Wednesday, March 26, 2014

Daughter of Empire: My Life as a Mountbatten

In season four of Downton Abbey, Dame Maggie had the pitch-perfect line, "If I were to search for logic, I would not look for it in the English upper class." Lady Pamela Hicks's Daughter of Empire: My Life as a Mountbatten lends credence to that advice. Pamela's parents, the reader learns in the opening pages, each have lovers who live with the family and take delight in presenting their young daughters with such pets as wallabies, lions, and bears. Her experiences are light years from anything most readers will have experienced: her father, one of Queen Victoria's grandsons, was the last viceroy of India and Lady Pamela herself was one of Queen Elizabeth's bridesmaids - and later served as lady-in-waiting on her tour through the Commonwealth.

As is often the case with memoirs, the book becomes richer and more engaging as the author ages and the memories become clearer and more meaningful.
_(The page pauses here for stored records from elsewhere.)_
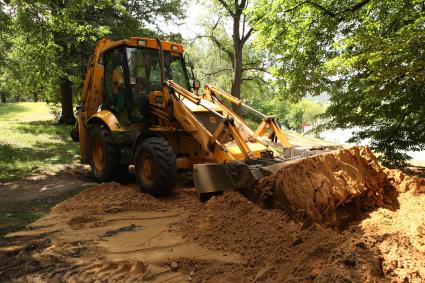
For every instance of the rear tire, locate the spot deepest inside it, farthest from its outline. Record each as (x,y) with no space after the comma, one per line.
(104,155)
(155,167)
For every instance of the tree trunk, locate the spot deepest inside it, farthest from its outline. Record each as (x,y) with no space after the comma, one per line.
(237,60)
(3,97)
(67,115)
(237,78)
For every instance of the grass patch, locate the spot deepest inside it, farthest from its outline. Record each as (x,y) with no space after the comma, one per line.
(19,217)
(31,141)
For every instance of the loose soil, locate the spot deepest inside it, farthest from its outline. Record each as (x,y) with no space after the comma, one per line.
(112,232)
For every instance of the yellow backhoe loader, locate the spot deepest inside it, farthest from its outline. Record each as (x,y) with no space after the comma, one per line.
(139,107)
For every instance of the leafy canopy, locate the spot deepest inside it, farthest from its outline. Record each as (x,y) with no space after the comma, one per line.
(368,55)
The earliest chapters of Daughter of Empire are the least interesting, except in terms of voyeurism, as I've already mentioned. It begins to gain steam as World War II breaks out and Pamela and her older sister Patricia are sent to New York City, where they live as guests of Mrs. Cornelius Vanderbilt. The war also has the affect of making Pamela's mother, the heiress Edwina Ashley, into a serious person, who becomes much more sympathetic and likeable. 
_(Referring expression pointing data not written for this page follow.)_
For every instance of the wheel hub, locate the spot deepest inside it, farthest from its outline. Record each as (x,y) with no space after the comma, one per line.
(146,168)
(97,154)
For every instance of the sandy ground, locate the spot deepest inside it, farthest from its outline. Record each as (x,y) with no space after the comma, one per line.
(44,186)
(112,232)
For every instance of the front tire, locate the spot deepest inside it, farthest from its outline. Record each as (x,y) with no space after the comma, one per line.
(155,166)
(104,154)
It is the post-war years, though, that are the meat of this memoir. These are the years when the Earl of Mountbatten serves as viceroy and Pamela finds herself in the whirl of history, with Gandhi making regular appearances, for example. These are also the years when Princess Elizabeth marries Pamela's cousin, Philip, when Pamela accompanies the young couple on a tour of Africa, during which Princess Elizabeth becomes Queen Elizabeth, and then when Pamela serves as lady-in-waiting on a the round-the-world royal tour that begins in the Caribbean and ends in Gibraltar. 
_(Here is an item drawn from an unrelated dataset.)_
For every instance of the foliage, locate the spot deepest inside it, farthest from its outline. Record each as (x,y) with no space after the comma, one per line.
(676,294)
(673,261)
Ultimately, I enjoyed this peek into the last years of the great Empire. In that sense, it is similar to Elizabeth the Queen, only much shorter. I wished the epilogue had mentioned the most famous - and most tragic - episode in the Mountbatten family, that of the assassination of Lord Mountbatten and other members of the family by the IRA in 1979. This a very minor quibble, though, and one that is easily overlooked.